The Tax Collector, on the other hand, does recognize his sinfulness and depravity. But unlike Judas Iscariot, he does not commit the error of believing himself to be beyond redemption. This humble tax collector realizes his own sin, but simultaneously recognizes the grace of a glorious God. He cries out, “God have mercy on me, a sinner.”

This simple statement of a broken man is the essence of redemption. Unlike the Pharisee, he recognizes his sin. And unlike Judas, he recognizes that there is a God who will show mercy on him, a sinner. A God who is far greater than his own sense of remorse.

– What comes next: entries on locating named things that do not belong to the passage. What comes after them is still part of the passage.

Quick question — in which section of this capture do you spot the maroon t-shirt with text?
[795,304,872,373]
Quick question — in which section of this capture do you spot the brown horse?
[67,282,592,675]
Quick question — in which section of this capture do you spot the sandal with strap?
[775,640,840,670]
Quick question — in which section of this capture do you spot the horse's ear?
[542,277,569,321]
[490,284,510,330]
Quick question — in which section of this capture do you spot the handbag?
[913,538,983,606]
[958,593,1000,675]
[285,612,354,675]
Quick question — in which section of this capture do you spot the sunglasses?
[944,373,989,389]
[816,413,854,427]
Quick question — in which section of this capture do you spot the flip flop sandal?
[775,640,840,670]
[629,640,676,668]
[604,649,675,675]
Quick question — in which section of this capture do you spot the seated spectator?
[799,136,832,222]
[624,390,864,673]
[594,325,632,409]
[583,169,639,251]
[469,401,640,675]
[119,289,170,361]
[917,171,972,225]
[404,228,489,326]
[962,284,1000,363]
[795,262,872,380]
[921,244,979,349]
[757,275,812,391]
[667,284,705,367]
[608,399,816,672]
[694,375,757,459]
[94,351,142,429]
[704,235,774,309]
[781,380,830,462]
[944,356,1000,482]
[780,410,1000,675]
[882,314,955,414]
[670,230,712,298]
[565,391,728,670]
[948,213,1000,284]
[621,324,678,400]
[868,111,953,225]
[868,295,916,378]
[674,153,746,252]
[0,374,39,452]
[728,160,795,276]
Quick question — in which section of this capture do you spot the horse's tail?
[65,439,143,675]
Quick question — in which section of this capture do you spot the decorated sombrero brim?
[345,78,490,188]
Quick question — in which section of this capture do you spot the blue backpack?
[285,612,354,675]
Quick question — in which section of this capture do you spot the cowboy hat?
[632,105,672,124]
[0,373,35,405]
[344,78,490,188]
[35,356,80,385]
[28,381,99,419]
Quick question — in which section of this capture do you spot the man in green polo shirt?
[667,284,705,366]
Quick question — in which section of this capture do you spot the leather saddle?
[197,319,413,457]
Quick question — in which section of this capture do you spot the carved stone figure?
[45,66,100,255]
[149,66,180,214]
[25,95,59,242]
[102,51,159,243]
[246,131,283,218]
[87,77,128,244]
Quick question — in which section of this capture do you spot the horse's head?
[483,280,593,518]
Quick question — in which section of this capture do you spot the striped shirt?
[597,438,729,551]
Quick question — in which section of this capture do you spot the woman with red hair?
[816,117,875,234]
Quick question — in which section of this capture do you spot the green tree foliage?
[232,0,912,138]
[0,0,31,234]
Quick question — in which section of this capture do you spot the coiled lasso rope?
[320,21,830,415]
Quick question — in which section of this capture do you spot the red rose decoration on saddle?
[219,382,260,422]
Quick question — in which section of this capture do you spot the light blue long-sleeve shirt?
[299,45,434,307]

God, have mercy on me. A sinner.

The Redemptive Process

We ought to do our best to reconcile our lives with our beliefs. In order to do this, it is important to hold an honest view of both God’s goodness and our own depravity, and seek to bring out lives, attitudes, and actions in line with our belief and our worship. We must say true things about God, and also say true things about ourselves. Through holding these two in tension, we can become progressively sanctified.

I think that both the error of the Pharisee and the error of Judas lies in not recognizing that redemption is a lifelong process. It’s not about Being Good, or Being Bad, as if those were absolute and unalterable states. It is about Becoming good, progressively letting go of our shameful sin and turning to God for grace. I am not a static identity, but rather a person in flux, at times gracious and at times not. I am not defined by my virtue or my wickedness, but am the product of a dynamic interchange between the two, defined by turning to grace in the midst of sin, and praising God when I realize how far I have fallen. The sometimes enormous gulf between my words and actions does not represent true hypocrisy, but rather reflects the heart of a man in flux, showing who I am, and who I want to be.